Given `e^(x^2+6)=e^(5x)` . We have to solve for x.

The one-to-one property is given by,

If `a^m=a^n` then m=n.

So here,

`e^(x^2+6)=e^(5x)`

Implies, `x^2+6=5x`

i.e `x^2-5x+6=0`

` x=2,3`

Since the entire base on the left side of the equation is equal to the entire base on the right side of the equation (in other words e = e), then the powers on the left must equal the powers on the right. So, x^2 + 6 = 5x.
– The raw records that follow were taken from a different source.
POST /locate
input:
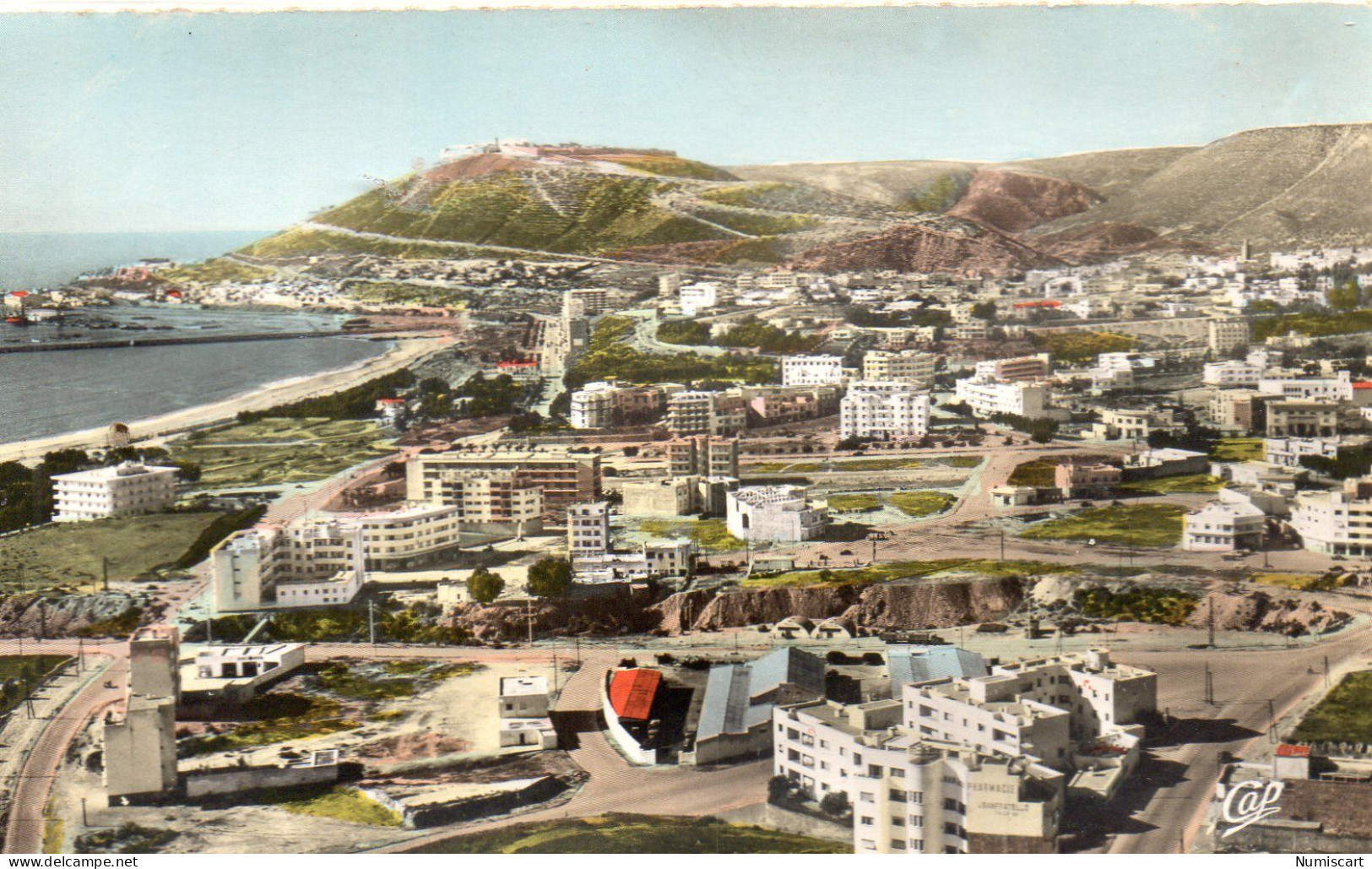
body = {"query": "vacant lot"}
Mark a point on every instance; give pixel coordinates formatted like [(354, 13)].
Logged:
[(1174, 485), (906, 570), (1139, 524), (636, 834), (274, 451), (1345, 715), (1238, 449), (69, 553)]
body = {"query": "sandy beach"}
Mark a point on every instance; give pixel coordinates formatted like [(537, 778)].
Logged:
[(408, 350)]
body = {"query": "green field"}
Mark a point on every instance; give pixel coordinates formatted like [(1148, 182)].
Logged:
[(15, 671), (709, 535), (634, 834), (280, 451), (1345, 715), (904, 570), (68, 555), (1238, 449), (1137, 524), (921, 502), (1200, 484), (344, 805)]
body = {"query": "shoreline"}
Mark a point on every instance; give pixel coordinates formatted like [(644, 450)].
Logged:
[(408, 349)]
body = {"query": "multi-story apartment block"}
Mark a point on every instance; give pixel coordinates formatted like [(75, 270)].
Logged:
[(1227, 334), (992, 397), (560, 475), (588, 530), (1335, 522), (900, 366), (913, 794), (884, 410), (812, 370), (702, 456), (1018, 368), (1301, 419), (120, 491), (779, 513), (691, 412)]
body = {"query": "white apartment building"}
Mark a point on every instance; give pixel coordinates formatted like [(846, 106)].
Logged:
[(1335, 522), (593, 406), (1224, 335), (1338, 388), (884, 410), (1288, 452), (811, 370), (779, 513), (1223, 526), (910, 794), (990, 397), (899, 366), (121, 491), (1016, 368), (588, 530), (1231, 373)]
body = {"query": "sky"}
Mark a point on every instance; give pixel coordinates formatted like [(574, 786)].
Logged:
[(232, 121)]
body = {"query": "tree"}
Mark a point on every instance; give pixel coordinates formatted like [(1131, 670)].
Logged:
[(834, 803), (550, 577), (485, 585)]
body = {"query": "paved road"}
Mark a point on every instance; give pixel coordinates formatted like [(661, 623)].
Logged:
[(1180, 774), (615, 785), (24, 831)]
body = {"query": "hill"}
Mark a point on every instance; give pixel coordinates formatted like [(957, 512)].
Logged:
[(1277, 187)]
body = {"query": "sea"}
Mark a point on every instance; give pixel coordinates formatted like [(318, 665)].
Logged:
[(55, 392)]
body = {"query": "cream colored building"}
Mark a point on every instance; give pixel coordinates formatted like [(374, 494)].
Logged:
[(120, 491)]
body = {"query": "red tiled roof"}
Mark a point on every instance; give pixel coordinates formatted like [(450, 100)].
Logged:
[(1293, 752), (632, 692)]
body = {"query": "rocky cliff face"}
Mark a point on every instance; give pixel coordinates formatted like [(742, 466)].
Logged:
[(915, 247), (1014, 202), (887, 606)]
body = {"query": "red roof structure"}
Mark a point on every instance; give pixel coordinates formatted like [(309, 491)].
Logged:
[(1293, 752), (632, 692)]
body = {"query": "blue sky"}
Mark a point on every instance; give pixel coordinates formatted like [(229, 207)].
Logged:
[(155, 122)]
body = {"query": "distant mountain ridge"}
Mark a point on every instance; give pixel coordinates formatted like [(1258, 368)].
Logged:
[(1277, 187)]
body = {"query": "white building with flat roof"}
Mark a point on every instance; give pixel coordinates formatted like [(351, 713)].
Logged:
[(778, 513), (811, 370), (991, 397), (884, 410), (121, 491)]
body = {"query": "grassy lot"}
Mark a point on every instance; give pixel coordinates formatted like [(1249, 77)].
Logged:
[(280, 451), (1038, 473), (281, 718), (709, 535), (1082, 346), (921, 502), (1176, 485), (636, 834), (843, 464), (1345, 715), (344, 805), (1137, 524), (1238, 449), (15, 671), (904, 570), (69, 553), (854, 502), (1299, 583)]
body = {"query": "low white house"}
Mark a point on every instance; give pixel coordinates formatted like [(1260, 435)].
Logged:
[(774, 513)]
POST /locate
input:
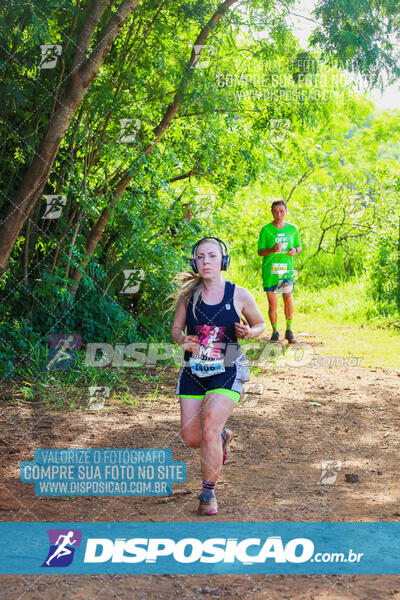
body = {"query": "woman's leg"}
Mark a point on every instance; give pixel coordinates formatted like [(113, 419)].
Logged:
[(215, 410), (190, 421)]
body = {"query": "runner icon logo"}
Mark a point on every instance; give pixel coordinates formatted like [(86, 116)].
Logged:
[(61, 551)]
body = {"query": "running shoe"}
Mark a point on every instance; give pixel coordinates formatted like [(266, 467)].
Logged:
[(227, 434), (208, 504), (289, 336)]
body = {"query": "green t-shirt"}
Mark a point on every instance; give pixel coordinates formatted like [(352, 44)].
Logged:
[(278, 266)]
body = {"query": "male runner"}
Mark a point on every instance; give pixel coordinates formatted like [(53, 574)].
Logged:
[(278, 242)]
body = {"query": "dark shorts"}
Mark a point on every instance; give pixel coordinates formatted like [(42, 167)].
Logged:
[(233, 379), (281, 286)]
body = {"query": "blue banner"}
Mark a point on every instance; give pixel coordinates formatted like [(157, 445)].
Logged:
[(195, 548)]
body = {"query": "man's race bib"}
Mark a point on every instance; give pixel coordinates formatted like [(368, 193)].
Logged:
[(278, 268)]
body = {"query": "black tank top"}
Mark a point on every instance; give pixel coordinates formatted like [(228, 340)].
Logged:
[(215, 326)]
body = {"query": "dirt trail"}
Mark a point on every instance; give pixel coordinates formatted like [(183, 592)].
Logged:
[(272, 474)]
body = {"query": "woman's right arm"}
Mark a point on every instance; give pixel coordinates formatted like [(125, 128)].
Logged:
[(188, 342)]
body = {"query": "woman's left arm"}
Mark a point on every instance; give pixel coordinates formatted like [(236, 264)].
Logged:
[(252, 324)]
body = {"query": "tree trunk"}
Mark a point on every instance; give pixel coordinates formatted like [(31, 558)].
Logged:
[(170, 113), (80, 78)]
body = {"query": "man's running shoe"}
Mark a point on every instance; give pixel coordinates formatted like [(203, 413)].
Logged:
[(208, 504), (227, 435), (289, 336)]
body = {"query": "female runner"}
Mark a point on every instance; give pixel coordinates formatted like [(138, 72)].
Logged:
[(214, 369)]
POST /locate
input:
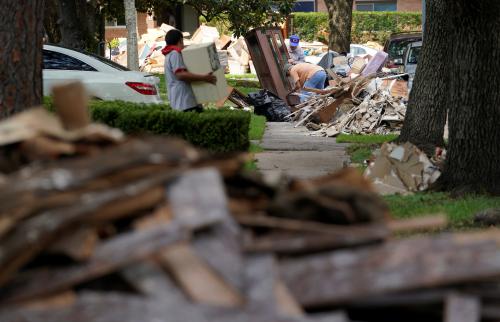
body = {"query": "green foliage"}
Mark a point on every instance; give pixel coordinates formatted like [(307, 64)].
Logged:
[(114, 43), (460, 211), (366, 26), (257, 127), (367, 139), (241, 16), (215, 130), (360, 152)]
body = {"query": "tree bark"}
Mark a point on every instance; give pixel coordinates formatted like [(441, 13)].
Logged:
[(472, 163), (131, 21), (21, 34), (426, 113), (340, 23)]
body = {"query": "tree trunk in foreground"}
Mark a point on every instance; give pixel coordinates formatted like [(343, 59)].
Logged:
[(426, 113), (474, 102), (340, 23), (21, 34), (131, 20)]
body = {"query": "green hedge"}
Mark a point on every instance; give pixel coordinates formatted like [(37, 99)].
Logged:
[(366, 26), (214, 130)]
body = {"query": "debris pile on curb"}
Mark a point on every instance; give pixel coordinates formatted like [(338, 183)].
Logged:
[(364, 105), (152, 229), (380, 113), (401, 169)]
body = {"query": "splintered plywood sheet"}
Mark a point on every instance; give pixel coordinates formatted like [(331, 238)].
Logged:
[(197, 279), (198, 198)]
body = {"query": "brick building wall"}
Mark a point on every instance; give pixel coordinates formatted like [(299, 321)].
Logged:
[(410, 5), (143, 23), (402, 5)]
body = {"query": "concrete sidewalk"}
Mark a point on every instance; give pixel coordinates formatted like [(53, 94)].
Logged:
[(292, 151)]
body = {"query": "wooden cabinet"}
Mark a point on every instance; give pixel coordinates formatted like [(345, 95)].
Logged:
[(270, 55)]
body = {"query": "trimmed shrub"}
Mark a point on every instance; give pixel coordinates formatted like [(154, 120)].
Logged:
[(215, 130)]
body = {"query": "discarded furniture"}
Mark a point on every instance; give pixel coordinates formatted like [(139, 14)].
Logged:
[(270, 55)]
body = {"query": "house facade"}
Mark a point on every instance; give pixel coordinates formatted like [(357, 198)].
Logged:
[(363, 5), (184, 18)]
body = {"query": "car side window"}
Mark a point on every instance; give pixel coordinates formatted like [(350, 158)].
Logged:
[(58, 61)]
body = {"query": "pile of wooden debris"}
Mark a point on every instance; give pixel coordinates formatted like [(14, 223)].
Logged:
[(153, 229), (365, 105)]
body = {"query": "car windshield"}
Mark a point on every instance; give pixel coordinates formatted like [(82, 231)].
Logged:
[(413, 55), (108, 62), (397, 48)]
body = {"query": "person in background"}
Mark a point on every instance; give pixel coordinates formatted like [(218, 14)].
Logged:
[(307, 75), (180, 94), (295, 51)]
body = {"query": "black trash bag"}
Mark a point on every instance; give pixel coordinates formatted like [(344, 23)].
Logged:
[(269, 105)]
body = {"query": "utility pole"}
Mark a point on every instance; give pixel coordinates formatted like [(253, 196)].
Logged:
[(131, 21)]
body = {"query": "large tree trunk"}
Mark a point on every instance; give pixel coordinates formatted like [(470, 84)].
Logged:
[(131, 21), (21, 34), (72, 30), (426, 114), (340, 22), (474, 101)]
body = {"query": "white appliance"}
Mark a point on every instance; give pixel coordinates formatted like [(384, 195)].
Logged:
[(203, 59)]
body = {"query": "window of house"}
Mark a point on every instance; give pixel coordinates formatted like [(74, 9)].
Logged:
[(376, 5), (54, 60), (304, 6)]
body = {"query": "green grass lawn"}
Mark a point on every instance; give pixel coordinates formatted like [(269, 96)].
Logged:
[(460, 212), (257, 127), (256, 132)]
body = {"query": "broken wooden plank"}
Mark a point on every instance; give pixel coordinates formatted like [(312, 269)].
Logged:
[(287, 304), (260, 281), (327, 113), (50, 302), (348, 275), (362, 232), (198, 197), (197, 279), (75, 173), (161, 215), (78, 245), (36, 233), (147, 199), (295, 244), (425, 223), (116, 307), (221, 249), (462, 308), (151, 280), (110, 256)]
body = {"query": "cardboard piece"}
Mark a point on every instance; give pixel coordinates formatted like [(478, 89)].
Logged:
[(71, 102)]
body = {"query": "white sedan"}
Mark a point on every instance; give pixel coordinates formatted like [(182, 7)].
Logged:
[(103, 79)]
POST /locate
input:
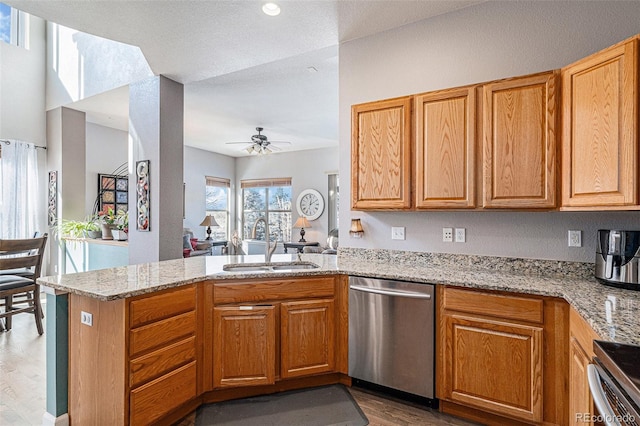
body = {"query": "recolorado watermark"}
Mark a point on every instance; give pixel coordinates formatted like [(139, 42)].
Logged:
[(605, 418)]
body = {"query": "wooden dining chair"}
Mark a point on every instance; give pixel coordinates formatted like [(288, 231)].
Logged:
[(20, 265)]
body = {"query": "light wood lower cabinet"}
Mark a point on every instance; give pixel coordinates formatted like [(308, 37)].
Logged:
[(495, 365), (308, 336), (138, 362), (245, 349), (581, 337), (269, 331), (501, 357)]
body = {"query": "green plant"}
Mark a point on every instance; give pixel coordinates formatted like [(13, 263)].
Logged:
[(77, 228), (122, 219), (109, 217)]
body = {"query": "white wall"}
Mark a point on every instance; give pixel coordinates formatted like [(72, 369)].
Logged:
[(197, 165), (80, 65), (489, 41), (307, 170), (22, 88), (107, 149)]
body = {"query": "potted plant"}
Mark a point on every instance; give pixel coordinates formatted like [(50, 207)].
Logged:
[(93, 229), (121, 232), (79, 228), (108, 222)]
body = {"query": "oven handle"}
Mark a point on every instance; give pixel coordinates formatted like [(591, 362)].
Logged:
[(599, 398), (397, 293)]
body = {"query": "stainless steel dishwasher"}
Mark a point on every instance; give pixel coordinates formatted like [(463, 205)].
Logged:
[(391, 334)]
Move the 5x from the right side to the left side (change sides, change signs) and then you will have:

x^2 - 5x + 6 = 0. From there you must factor, getting (x - 3)(x - 2) = 0. And from there it's a simple step to get x = 3 and x = 2.

# Use the One-to-One Property to solve the equation for x.

The one-to-one property allows us to set powers equal to each other when we have the same base. Both bases on the left and right sides of the equation are " `e`".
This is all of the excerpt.